Hi there,
the subroutine indgrid() under 66_paw is very slow, it seems that the loops are wasted since every time the fine grid will loop from q_max to 0 and then from -q_max to 0. Therefore the computational cost is N_fine*N_coarse. Is there any plan to make it faster?
here I just tested this modification which is much faster now (linear scaling with the # of grid points), it takes only several seconds with my PAW test, and the old version takes 8 mins. BTW, all the leading spaces in the code has been removed after submitting the post, due to some reason......
!{\src2tex{textfont=tt}}
!!****f* ABINIT/indgrid
!!
!! NAME
!! indgrid
!!
!! FUNCTION
!! Calculate the correspondance between the coarse grid and
!! the fine grid for PAW calculations.
!!
!! COPYRIGHT
!! Copyright (C) 1998-2010 ABINIT group (FJ, MT)
!! This file is distributed under the terms of the
!! GNU General Public License, see ~abinit/COPYING
!! or http://www.gnu.org/copyleft/gpl.txt .

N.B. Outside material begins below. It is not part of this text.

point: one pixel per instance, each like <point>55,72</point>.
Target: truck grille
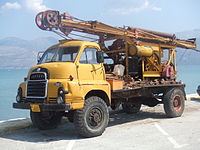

!! For the initials of contributors, see ~abinit/doc/developers/contributors.txt.
!!
!! INPUTS
!! nfftc=total number of FFt grid=n1*n2*n3 for the coarse grid
!! nfftf=total number of FFt grid=n1*n2*n3 for the fine grid
!! ngfftc(18)=contain all needed information about 3D FFT, for the coarse grid,
!! see ~abinit/doc/input_variables/vargs.htm#ngfft
!! ngfftf(18)=contain all needed information about 3D FFT, for the fine grid,
!! see ~abinit/doc/input_variables/vargs.htm#ngfft
!!
!! OUTPUT
!! coatofin(nfftc)= index of the points of the coarse grid on the fine grid
!! fintocoa(nfftf)=index of the points of the fine grid on the
!! coarse grid (=0 if the point of the fine grid does not belong to
!! the coarse grid).
!!
!! PARENTS
!! gstate,gstateimg,gw_tools,m_paw_toolbox,m_rec,respfn
!!
!! CHILDREN
!!
!! SOURCE
#if defined HAVE_CONFIG_H
#include "config.h"
#endif
#include "abi_common.h"
subroutine indgrid(coatofin,fintocoa,nfftc,nfftf,ngfftc,ngfftf)
use defs_basis
use m_errors
implicit none
!Arguments ------------------------------------
!scalars
integer,intent(in) :: nfftc,nfftf
!arrays
integer,intent(in) :: ngfftc(18),ngfftf(18)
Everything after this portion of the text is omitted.